A SOUND SECOND OPINION…
The
idea of using traditional statistics as a broad comparison measure is
controversial (at best). If the idea of
a definitive test for "statistically significant differences" is implied,
the metrics fail on several fronts as aptly discussed below in William Huber's
review of the column "Comparing Map Surfaces (GeoWorld, December,
1999)."
_________________________
The t-Test is Inappropriate
Let's
begin with the easy stuff. The t-test as described in your column is not
usually appropriate. To relate the t-statistic to a p-value you need to
verify many preconditions, almost none of which hold for maps generally:
Second, in the rare event these conditions do hold, your readers should consider using a pairwise comparison test because it will be much more incisive. Your Table 1 shows computations for an unpaired comparison, which is inferior in its ability to identify real differences. You are allowed to construct any pairing you want for a t-test; the only requirement is that you have the same quantity of numbers in each sample. However, the pairing must be made independently of the data values themselves. For example, a random pairing will do, but pairing the ordered results will not.

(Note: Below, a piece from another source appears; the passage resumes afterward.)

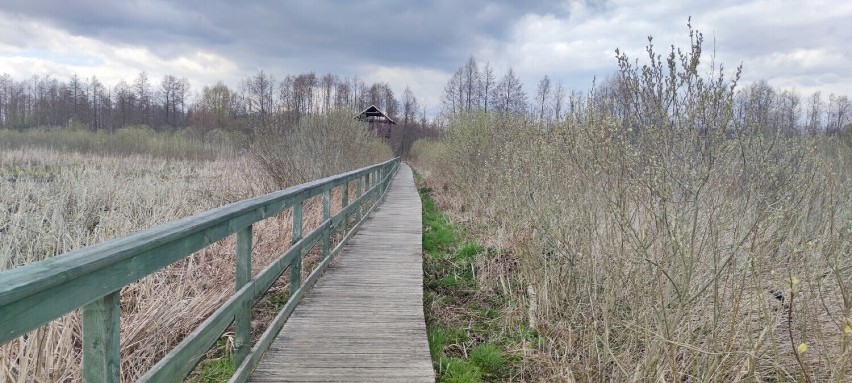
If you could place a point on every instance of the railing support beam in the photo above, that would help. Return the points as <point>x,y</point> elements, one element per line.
<point>242,325</point>
<point>326,215</point>
<point>101,339</point>
<point>296,264</point>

A pairing based on other information, such as a common X,Y location, is also ok. An extension of this idea is to pair data based on proximity when there is not a common set of sample locations. GISes make such operations easy to do. (And please--this is a nitpick--avoid reporting Excel's P-values when they're so ridiculously low. Whenever an Excel P-value is less than about 10^-6 it is unlikely to be more than a crude approximation. Consider replacing those P-values with something like "<0.0001%".)
Because
mapped data usually exhibit strong spatial dependence, the closest your can
come to a correct statistical test would have to be a geostatistical one: a
block-kriged mean of the map area, together with the kriging standard
deviation, are the statistics you are looking for. The kriging algorithms
will not give you degrees of freedom, but there are ways to approximate them
for use in a modified t-test. You could also eschew the t-test altogether
and conclude that the block-kriged mean M of the map differences, having
kriging standard deviation of S, is significantly different from zero whenever
|M| > Z*S and Z, as usual, is defined relative to the standard normal
distribution by Prob(x > Z or x < -Z) = 5% or 1% or whatever significance
level you want. This would be the geostatistical analog of the
paired-comparison t-test. It copes with deviations from the first assumption
above (data independence) but does not help you with deviations from the second
and third (changes in distribution over space and departures from normal
distribution).
For
those looking for something quick and dirty (speed and simplicity are helpful
when you’re exploring data), you might try these steps:
a)
Sample
your map data based on a grid whose spacing is large enough to limit possible
spatial correlation among data.
b)
View
a scatterplot of the map data at the sample points.
c)
If
the scatterplot looks like a horizontal elliptical cloud, construct the
box-and-whisker plot of the point-by-point differences in the data.
d)
If
the box in that plot does not overlap zero, conclude there is a significant
difference (assuming there are ten or more sample points).
e)
If
the median in the box is large enough to be of concern, conclude that the
difference is meaningful.
This prescription assumes that your map data are NOT derived from other data by
an interpolation algorithm (such as contouring, kriging, resampling, splining,
etc.). (If they are, you will usually be better off comparing original
data to original data, not mapped data to mapped data.) It does cope with deviations from
assumptions (1) and (3) above, but not (2)—identical distributions. The way
you deal with (2) is to map the differences between the two data sets.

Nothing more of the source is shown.